Years and years ago, they sold gum on the subway platforms in New York City. I don't chew gum any more, but I do see the ghosts of the gum machines.
There were little, flat, square, glass-fronted machines attached to the steel beams that hold up the underground ceilngs at Times Square. You put in a penny and pushed or pulled a lever and out slid chewing gum.
One kind of gum -- Beeman's Pepsin Chewing Gum -- came wrapped in a little piece of translucent white paper. It was flat and a little powdery when you folded back the wrapping. It wasn't quite soft, but not as hard as the pink slabs of bubble gum that came wrapped in every pack of baseball cards sold up until the 1970s. YOu could tell the difference between the pink gum and the baseball card because the gum shattered when you bit it and the cards didn't.

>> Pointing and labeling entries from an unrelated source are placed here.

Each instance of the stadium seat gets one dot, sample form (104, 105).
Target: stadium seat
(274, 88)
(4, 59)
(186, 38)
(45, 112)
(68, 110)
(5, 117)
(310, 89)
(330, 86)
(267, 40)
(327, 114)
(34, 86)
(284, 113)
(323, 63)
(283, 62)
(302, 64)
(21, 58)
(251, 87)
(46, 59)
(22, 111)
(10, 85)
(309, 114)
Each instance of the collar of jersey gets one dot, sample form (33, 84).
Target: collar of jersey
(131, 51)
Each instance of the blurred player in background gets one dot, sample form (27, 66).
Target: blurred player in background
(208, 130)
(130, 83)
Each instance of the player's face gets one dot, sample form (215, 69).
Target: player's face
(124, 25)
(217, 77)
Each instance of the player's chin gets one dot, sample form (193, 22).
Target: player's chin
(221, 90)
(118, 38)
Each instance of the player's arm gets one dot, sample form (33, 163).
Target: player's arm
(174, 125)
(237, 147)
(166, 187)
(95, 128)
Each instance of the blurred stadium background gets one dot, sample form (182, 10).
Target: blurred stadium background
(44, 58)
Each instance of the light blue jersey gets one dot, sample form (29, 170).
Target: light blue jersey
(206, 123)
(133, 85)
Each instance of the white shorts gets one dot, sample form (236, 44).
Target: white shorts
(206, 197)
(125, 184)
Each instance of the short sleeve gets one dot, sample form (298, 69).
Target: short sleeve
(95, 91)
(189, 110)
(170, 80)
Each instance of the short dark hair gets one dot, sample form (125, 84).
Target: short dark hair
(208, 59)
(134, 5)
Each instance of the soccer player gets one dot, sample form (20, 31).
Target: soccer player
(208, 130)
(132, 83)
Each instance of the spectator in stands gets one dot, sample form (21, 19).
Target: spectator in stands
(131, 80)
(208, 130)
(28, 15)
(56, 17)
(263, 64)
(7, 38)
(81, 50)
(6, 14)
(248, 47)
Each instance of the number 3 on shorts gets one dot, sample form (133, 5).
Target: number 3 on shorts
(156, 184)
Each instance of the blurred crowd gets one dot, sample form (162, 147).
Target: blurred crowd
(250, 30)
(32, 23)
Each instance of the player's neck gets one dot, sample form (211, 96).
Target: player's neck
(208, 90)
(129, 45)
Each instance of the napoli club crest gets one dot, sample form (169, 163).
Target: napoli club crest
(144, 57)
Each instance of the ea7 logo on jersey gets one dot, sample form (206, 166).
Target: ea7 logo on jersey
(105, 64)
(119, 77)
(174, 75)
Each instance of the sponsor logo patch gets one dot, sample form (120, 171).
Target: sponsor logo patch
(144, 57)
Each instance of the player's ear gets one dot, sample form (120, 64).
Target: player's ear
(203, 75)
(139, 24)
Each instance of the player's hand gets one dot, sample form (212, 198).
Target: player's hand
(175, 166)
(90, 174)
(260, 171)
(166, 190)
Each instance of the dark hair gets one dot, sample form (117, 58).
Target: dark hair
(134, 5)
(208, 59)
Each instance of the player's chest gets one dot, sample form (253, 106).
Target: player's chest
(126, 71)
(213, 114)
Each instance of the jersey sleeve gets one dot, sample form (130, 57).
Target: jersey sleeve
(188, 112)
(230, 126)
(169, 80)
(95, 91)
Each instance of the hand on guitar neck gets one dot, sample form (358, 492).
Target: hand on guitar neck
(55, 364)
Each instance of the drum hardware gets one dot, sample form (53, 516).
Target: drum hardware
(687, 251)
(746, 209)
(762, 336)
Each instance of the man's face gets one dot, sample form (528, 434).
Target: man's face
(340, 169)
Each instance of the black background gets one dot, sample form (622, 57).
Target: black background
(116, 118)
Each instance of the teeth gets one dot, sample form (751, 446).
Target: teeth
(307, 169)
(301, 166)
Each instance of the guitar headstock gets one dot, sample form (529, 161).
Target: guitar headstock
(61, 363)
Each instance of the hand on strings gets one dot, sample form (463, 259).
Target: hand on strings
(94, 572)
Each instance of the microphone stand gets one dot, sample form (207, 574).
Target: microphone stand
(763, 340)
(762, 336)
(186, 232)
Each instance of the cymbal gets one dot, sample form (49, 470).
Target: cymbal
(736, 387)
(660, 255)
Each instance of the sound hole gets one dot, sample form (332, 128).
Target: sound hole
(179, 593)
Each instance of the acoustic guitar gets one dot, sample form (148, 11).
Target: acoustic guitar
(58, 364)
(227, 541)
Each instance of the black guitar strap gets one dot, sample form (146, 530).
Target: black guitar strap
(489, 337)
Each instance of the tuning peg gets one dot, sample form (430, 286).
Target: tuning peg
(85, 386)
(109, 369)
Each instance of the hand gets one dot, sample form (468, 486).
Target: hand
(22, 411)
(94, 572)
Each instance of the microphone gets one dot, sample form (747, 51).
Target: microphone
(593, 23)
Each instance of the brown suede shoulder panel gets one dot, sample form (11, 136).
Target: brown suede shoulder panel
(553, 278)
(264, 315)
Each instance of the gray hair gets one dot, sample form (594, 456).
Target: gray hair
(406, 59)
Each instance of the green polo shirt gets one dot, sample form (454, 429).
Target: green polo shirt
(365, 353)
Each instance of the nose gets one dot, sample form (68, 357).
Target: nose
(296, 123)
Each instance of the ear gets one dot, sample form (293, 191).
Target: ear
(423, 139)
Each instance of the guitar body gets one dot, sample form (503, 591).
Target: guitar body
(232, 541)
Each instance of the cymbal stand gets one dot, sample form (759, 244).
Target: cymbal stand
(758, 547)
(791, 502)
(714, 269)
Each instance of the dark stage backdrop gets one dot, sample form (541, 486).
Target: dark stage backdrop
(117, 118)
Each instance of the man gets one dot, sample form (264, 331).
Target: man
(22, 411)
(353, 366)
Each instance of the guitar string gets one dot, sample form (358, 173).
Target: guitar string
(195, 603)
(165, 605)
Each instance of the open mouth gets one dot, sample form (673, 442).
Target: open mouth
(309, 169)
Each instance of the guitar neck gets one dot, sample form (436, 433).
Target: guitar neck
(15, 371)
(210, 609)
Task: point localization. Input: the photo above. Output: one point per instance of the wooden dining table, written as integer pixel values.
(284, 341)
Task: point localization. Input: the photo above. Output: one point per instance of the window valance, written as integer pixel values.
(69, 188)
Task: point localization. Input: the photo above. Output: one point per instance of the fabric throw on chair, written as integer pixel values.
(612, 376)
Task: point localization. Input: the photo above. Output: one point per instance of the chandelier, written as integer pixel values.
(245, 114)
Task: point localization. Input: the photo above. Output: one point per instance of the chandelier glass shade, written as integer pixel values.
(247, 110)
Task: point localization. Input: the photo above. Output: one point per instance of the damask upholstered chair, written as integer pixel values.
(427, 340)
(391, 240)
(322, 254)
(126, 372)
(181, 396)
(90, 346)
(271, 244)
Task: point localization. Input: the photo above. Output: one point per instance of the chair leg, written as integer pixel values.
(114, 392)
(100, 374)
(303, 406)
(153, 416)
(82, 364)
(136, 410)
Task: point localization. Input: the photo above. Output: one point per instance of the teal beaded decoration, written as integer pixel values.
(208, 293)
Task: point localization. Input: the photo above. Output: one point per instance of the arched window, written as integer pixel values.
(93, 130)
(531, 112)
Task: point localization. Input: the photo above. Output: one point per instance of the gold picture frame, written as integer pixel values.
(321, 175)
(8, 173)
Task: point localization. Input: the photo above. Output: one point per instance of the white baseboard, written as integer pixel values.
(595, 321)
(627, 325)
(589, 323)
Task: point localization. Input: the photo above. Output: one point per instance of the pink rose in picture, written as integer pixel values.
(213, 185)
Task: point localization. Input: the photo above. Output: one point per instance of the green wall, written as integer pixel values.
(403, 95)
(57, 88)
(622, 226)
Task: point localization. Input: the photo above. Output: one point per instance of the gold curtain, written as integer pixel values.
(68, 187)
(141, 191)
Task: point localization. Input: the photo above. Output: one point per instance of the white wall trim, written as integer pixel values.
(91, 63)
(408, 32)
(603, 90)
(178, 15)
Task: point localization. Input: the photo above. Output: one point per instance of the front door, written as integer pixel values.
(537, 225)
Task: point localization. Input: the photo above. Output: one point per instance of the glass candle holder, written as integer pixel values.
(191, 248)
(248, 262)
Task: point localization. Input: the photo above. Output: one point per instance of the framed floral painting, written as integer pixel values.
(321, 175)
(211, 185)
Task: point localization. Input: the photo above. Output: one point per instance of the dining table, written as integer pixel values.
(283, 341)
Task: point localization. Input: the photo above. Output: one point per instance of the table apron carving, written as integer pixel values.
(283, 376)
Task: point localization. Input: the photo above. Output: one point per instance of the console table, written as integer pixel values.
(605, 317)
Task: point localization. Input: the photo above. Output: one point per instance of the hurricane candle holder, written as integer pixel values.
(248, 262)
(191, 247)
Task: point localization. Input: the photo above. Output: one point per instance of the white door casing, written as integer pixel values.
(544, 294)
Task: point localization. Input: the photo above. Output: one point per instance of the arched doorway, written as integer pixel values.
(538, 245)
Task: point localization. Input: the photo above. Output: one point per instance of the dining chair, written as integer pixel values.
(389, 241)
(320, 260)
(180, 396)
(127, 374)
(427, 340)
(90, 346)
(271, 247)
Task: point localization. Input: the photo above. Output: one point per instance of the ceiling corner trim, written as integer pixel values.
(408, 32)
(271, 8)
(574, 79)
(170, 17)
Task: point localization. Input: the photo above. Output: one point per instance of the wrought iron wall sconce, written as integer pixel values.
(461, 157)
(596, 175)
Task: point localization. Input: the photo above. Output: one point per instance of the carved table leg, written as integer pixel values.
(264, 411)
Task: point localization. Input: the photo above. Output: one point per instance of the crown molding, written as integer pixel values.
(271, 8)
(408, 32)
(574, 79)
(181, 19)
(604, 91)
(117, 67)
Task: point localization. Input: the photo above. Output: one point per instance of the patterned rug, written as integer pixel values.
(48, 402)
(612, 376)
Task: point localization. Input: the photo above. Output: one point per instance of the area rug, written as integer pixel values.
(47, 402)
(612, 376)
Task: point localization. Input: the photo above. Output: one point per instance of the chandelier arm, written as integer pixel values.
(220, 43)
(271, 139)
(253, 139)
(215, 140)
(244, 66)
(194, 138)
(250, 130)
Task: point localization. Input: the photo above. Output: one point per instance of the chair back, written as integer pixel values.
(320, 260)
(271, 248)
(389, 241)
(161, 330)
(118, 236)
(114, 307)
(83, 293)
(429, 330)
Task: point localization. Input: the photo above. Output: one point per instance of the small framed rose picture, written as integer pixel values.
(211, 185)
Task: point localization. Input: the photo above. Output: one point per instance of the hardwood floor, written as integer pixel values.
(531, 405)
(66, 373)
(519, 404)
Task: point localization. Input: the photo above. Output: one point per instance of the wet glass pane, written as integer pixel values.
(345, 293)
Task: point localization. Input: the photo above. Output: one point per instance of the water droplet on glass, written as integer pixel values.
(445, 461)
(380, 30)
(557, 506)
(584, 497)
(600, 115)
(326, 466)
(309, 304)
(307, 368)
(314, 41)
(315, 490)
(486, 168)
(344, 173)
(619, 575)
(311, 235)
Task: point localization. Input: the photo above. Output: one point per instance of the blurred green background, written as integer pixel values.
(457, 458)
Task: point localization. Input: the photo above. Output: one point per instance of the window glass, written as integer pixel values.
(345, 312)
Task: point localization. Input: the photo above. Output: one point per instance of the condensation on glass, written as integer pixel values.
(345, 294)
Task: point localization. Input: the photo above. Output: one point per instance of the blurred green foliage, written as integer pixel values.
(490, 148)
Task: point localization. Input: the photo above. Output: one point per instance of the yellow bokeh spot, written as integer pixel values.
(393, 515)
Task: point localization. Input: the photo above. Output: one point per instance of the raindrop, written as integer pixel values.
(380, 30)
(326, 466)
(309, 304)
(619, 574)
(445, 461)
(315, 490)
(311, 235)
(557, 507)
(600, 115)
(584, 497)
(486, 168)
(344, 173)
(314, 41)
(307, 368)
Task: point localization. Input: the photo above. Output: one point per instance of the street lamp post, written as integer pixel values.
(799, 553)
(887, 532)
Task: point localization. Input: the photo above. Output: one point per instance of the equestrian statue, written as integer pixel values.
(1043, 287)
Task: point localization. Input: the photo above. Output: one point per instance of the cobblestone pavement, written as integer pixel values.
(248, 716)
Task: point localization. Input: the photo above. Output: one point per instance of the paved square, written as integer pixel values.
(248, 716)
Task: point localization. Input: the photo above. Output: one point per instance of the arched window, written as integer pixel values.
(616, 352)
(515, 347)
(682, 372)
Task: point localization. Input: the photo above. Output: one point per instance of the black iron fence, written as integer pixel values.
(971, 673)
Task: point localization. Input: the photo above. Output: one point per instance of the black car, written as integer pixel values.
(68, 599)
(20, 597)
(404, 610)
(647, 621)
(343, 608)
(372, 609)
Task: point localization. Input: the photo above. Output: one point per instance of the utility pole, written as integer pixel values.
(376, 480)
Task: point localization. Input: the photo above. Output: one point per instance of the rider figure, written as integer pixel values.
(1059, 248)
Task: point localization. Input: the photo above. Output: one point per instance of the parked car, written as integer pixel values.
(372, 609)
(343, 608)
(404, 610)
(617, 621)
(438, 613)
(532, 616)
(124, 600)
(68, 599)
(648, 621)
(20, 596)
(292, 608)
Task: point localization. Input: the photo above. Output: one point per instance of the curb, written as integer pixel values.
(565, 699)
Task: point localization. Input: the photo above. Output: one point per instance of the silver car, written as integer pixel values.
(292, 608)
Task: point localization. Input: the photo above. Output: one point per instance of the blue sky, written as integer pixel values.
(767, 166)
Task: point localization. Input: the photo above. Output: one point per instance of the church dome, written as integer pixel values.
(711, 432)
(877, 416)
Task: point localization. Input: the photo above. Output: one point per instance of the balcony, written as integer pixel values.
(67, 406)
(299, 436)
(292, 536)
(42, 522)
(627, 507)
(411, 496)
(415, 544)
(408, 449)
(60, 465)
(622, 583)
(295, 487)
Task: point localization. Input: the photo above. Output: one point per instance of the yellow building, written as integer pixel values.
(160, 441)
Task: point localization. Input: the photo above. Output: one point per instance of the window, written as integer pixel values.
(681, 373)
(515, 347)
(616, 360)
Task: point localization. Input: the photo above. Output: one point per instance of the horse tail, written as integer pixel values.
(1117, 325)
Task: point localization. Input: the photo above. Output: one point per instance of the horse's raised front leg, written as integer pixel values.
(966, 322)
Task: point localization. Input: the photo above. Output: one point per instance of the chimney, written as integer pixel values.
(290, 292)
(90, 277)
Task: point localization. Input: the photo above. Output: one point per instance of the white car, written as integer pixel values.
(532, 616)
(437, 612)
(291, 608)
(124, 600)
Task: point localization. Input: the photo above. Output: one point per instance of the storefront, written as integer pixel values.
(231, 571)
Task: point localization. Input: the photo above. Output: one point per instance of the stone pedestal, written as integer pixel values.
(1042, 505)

The other kind of subway gum was Chiclets. Those came two to a little yellow box that you had to open before the pieces slid -- white, shiny and pepperminty -- onto your tongue. The cardboard had it's own particular dry, gray taste for the moments that it rested on your tongue before the gum dropped out. Chiclet shells crunched under your teeth then the same way they do now until your teeth mix the shell into the chewy part and all the sugar and mint gets used up.
Under the gum machines were little metal baskets to catch the paper wrappers and little yellow Chiclet boxes. Usually the paper actually ended up in the container.
But the chewed gum was dropped willy nilly, helter skelter all over the subway platform and trampled until it formed hard black blobs on the cement.
Someone in administration probably removed the gum machines because of the troubles scraping the dried gum off of the subway platforms. The thousands and thousands of pennies the gum earned must not have made up for the labor of cleaning.
Ironically, that's the only part of this tradition that's survived: The hard black blobs.
I'm sure they're not the black blobs of my childhood, those were cleaned up or paved over long ago. But they look the same and have the same uneven feeling under you feet when you walk over them that spoils for a moment the smoothness of the cement.
I miss those machines. That was all of the fun: You put in a penny and out came gum. Pennies don't generate that much joy these days. I do so miss those machines.